The construction of an empirically based mathematically derived classification system

  • Authors:
  • Harold Borko

  • Affiliations:
  • System Development Corporation, Santa Monica, California

  • Venue:
  • AIEE-IRE '62 (Spring) Proceedings of the May 1-3, 1962, spring joint computer conference
  • Year:
  • 1962

Quantified Score

Hi-index 0.00

Visualization

Abstract

This study describes a method for developing an empirically based, computer derived classification system. 618 psychological abstracts were coded in machine language for computer processing. The total text consisted of approximately 50,000 words of which nearly 6,800 were unique words. The computer program arranged these words in order of frequency of occurrence. From the list of words which occurred 20 or more times, excluding syntactical terms, such as, and, but, of, etc., the investigator selected 90 words for use as index terms. These were arranged in a data matrix with the terms on the horizontal and the document number on the vertical axis.

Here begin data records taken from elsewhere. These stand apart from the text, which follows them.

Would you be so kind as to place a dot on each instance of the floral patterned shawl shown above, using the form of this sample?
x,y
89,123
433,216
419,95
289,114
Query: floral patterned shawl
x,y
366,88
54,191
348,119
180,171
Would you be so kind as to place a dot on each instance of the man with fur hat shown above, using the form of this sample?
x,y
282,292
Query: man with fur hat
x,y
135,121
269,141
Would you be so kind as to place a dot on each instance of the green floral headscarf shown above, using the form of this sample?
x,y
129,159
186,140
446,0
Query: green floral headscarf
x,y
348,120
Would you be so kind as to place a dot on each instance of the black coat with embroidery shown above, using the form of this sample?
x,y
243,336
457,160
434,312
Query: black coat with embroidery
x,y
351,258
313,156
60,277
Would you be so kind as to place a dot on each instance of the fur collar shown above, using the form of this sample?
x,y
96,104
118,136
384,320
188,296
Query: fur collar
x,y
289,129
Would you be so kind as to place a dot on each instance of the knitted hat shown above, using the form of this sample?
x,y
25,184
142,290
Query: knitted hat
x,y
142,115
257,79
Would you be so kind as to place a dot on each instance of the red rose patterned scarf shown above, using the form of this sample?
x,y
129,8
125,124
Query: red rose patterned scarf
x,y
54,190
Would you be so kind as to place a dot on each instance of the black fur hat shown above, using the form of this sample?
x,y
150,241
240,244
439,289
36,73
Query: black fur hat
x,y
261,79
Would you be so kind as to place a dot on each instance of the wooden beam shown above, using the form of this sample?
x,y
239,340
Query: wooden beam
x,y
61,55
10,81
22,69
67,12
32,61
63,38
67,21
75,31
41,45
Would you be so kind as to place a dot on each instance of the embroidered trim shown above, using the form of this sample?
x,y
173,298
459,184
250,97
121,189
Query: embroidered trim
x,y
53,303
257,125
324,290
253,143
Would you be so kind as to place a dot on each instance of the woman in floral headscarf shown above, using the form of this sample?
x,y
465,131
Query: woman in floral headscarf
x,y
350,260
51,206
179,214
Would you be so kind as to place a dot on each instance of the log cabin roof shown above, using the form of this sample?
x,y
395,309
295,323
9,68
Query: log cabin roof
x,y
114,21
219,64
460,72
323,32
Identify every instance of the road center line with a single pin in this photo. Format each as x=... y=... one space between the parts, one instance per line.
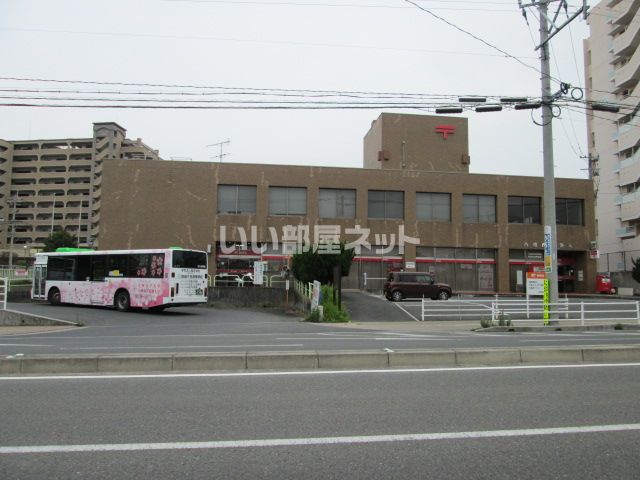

The cells contained the number of times the term was used in the document. Based on these data, a correlation matrix, 90x90 in size, was computed which showed the relationship of each term to every other term. The matrix was factor analyzed and the first 10 eigenvectors were selected as factors. These were rotated for meaning and interpreted as major categories in a classification system. These factors were compared with, and shown to be compatible but not identical to, the classification system used by the American Psychological Association. The results demonstrate the feasibility of an empirically derived classification system and establish the value of factor analysis as a technique in language data processing.